Well, Rob, the good point is that it works. But in the words of the Old Master, "there is much yet to learn, young Grasshopper."
The most egregious error is that you are not using any header tags (<h1>Main Heading</h1>, <h2>Top-Level Subheading</h2>, <h3>Second-Level Subheading</h3>, et cetera) except on the individual menu pages. Because your site is using graphics rather than text for the main page heading, it might not be apparent why this should be important. It's not just about the size and alignment of the text; it's about the structure of the document. A machine can't read your page and make sense of it. Not only does that mean that visually impaired users can't access your page (they rely on screen readers, and often on browsers that display all text at a single size and don't display images at all), it also means that search engines can't tell up from down.
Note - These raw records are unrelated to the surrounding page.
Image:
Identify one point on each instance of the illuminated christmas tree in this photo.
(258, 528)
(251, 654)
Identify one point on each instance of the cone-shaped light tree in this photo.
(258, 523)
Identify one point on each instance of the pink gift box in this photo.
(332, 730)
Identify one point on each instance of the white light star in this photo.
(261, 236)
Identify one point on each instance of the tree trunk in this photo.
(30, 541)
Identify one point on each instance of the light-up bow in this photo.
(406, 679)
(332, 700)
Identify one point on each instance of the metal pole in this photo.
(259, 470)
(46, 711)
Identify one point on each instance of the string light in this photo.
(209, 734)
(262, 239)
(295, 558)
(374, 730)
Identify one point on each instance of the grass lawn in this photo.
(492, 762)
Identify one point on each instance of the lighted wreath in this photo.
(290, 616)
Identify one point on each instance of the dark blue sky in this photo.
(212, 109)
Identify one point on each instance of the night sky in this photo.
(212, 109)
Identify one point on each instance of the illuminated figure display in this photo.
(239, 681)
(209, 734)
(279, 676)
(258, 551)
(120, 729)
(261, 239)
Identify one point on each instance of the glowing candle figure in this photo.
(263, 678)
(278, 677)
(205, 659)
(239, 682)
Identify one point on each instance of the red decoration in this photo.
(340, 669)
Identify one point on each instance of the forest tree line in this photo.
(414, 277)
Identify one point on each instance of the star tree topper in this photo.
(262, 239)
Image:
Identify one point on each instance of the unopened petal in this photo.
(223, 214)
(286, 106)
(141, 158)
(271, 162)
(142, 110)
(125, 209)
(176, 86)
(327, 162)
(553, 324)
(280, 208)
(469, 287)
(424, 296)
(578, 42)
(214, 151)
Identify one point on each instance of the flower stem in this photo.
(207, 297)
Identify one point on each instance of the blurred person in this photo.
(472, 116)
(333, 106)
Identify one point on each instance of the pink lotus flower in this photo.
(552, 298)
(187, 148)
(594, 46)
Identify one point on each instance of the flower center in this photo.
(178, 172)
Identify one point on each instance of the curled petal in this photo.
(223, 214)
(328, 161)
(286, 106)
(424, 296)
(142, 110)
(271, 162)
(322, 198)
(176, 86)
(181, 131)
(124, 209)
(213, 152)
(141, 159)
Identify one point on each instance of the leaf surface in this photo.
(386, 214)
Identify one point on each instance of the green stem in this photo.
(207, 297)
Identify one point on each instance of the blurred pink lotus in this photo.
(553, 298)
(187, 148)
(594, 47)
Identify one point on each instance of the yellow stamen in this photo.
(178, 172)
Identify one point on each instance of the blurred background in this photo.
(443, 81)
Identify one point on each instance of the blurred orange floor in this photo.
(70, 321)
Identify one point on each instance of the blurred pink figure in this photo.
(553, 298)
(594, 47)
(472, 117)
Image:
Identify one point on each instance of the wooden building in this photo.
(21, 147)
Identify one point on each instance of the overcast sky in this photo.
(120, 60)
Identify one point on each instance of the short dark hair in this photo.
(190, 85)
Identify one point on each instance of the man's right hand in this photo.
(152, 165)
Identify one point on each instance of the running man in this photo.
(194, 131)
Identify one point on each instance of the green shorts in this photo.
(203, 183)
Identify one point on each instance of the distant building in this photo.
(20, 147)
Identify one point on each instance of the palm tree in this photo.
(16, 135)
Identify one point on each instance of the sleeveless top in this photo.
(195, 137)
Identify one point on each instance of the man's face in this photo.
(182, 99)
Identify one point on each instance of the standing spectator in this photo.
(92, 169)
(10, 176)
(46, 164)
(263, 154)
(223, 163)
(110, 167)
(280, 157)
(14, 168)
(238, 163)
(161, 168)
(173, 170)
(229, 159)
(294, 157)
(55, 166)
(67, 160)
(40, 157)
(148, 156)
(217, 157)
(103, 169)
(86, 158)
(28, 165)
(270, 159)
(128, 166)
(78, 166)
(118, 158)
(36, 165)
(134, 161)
That brings me to point number two -- your images are
just images; there is no alternate text. The alt="some text goes here" attribute on an image tag should not be thought of as optional if the image is anything more than a decoration. (And if the image
is just decoration, then it should come from your CSS style sheet, not from your HTML markup.) If your "Dignan's Catering" logo image fails to load for whatever reason, there is nothing but a hole in the page left behind because you have
alt="" in your markup. The text in the
alt attribute is what the browser will display if the image cannot or will not load. The same thing applies to your menu images -- there are no navigational clues left if the images don't load.
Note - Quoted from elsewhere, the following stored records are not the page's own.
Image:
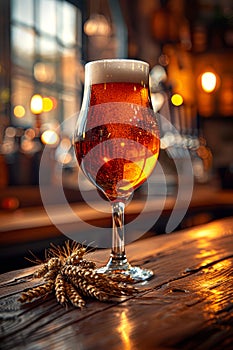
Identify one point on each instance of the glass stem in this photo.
(118, 256)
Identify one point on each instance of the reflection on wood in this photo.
(187, 305)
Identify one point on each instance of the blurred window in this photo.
(46, 54)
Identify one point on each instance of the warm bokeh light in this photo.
(36, 104)
(50, 137)
(97, 25)
(157, 100)
(47, 104)
(19, 111)
(177, 100)
(208, 81)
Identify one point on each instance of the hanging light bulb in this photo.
(97, 25)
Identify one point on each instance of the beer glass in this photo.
(117, 142)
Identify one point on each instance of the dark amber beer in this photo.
(116, 142)
(121, 138)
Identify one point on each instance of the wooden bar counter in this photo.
(188, 304)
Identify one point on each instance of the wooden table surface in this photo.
(188, 304)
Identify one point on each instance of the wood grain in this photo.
(187, 305)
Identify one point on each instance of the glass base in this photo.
(135, 272)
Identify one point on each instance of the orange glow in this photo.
(208, 81)
(10, 203)
(36, 104)
(50, 137)
(19, 111)
(177, 100)
(47, 104)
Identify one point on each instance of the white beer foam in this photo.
(117, 70)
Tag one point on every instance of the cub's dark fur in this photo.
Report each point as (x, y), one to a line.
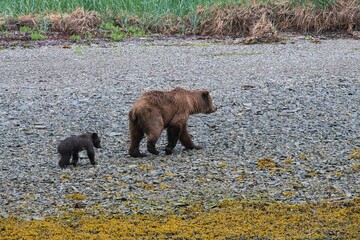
(71, 146)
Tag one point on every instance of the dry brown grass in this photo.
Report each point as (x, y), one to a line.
(260, 23)
(77, 22)
(264, 21)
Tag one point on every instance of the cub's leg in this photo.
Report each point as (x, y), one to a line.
(186, 141)
(173, 133)
(91, 154)
(64, 160)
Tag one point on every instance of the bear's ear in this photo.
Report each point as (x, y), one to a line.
(205, 94)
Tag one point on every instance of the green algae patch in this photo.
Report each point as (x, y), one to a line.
(228, 220)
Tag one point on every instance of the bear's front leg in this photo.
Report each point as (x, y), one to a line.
(151, 142)
(173, 133)
(186, 141)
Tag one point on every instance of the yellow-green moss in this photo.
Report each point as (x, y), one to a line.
(230, 220)
(75, 196)
(266, 163)
(355, 154)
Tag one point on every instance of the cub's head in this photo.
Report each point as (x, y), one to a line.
(208, 106)
(96, 140)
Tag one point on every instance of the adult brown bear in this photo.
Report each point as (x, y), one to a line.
(154, 111)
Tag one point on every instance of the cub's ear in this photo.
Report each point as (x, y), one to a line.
(205, 94)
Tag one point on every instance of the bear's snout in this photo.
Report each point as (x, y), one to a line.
(212, 109)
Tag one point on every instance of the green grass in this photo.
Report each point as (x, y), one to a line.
(37, 36)
(111, 8)
(74, 38)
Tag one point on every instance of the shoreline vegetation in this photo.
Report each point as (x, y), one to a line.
(227, 220)
(261, 20)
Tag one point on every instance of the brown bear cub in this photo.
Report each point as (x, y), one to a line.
(71, 146)
(154, 111)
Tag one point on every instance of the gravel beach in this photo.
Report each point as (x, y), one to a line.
(288, 118)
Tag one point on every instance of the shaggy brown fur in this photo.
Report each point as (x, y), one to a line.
(154, 111)
(71, 146)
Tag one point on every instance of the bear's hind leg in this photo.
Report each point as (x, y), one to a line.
(136, 135)
(153, 137)
(173, 133)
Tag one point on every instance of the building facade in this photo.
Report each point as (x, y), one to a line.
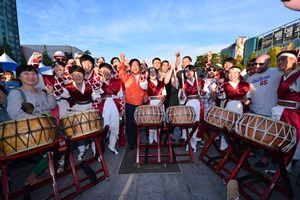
(29, 49)
(9, 27)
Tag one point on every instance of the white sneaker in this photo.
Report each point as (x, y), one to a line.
(224, 144)
(233, 190)
(80, 156)
(113, 150)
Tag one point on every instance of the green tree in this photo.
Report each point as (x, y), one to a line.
(5, 47)
(251, 56)
(87, 52)
(201, 60)
(69, 55)
(47, 61)
(23, 58)
(273, 53)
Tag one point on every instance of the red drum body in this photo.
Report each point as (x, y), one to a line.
(25, 134)
(81, 123)
(181, 115)
(221, 117)
(266, 131)
(148, 114)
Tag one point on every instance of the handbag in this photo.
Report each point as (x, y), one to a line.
(4, 116)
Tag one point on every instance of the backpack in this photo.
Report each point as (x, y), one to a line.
(4, 116)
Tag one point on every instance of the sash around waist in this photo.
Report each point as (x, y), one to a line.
(289, 104)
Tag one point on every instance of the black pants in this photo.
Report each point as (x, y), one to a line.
(131, 136)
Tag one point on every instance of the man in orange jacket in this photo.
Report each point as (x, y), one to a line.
(135, 94)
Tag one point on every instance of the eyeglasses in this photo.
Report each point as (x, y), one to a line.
(211, 69)
(260, 64)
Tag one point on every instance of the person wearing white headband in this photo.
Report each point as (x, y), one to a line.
(234, 92)
(288, 105)
(263, 92)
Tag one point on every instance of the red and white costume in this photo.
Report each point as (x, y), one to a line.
(112, 96)
(234, 93)
(61, 94)
(192, 98)
(83, 100)
(156, 91)
(288, 105)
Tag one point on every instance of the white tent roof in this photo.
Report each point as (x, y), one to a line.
(5, 58)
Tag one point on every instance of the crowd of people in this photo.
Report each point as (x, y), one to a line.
(117, 88)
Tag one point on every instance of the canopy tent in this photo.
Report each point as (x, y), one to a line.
(7, 63)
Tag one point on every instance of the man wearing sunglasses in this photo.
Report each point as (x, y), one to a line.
(263, 91)
(250, 69)
(288, 105)
(59, 56)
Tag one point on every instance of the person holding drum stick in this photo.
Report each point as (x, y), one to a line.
(263, 83)
(112, 94)
(189, 95)
(85, 97)
(39, 101)
(58, 81)
(156, 96)
(288, 104)
(234, 92)
(135, 94)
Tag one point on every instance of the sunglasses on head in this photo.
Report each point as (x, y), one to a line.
(211, 69)
(260, 64)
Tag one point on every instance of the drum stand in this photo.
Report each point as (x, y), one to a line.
(255, 176)
(231, 153)
(142, 150)
(71, 167)
(26, 190)
(182, 145)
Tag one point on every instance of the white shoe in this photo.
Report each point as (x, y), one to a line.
(224, 144)
(233, 190)
(113, 150)
(80, 156)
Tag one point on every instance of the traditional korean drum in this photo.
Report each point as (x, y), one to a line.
(149, 114)
(221, 117)
(266, 131)
(25, 134)
(181, 115)
(81, 123)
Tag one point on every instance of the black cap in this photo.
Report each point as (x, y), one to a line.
(106, 65)
(214, 66)
(190, 67)
(87, 57)
(292, 52)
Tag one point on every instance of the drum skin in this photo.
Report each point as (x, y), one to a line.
(149, 114)
(25, 134)
(181, 115)
(266, 131)
(221, 117)
(82, 122)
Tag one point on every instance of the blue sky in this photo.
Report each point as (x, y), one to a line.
(147, 29)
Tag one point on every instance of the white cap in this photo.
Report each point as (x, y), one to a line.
(59, 54)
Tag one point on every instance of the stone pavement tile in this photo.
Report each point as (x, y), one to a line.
(207, 196)
(149, 183)
(151, 196)
(174, 183)
(122, 197)
(125, 184)
(174, 195)
(199, 183)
Speaking of the menu, there's a spelling mistake in the word "Menu's". I'm not mentioning that because I want to make fun of you, but because the mistake is in an image, not in some text. You may be able to correct that easily right now, but let's imagine that it's not a spelling mistake, but rather a menu item that needs to be changed later on. It's going to be very difficult for anybody who doesn't have exactly the same version of that font and exactly the same image editor to match the rest of the menu (different versions of the font may have slight differences, even if the name and "feel" are the same, and different image editors handle text in slightly different ways). Whenever possible, try to use text instead of images. If you need to use a particular font to get the effect you want, then you can use the
@font-face CSS rule -- that lets the user's browser temporarily download and use a font that they may not have installed on their machine.
Oh, and you don't need to use anything like the mm_menu script for anything anymore. CSS will do the same thing better-faster-cheaper through the use of the
:link,
:visited,
:hover and
:active pseudo-elements. You might want to Google for "CSS menu" for some examples.
I hope this doesn't come off as discouraging. There is a lot of old and outdated information in libraries and on the internet that can lock your web efforts into a 1996 time bubble, but there is also a lot of really good, up-to-date, "best practices" stuff out there as well. Nobody's expecting you to become an instant expert; learning takes time. But it helps to know why you're doing what you're doing, otherwise you can become a cargo cult developer/designer, just doing things the way we had to do them in the bad old days without understanding that there are much better ways to do things now.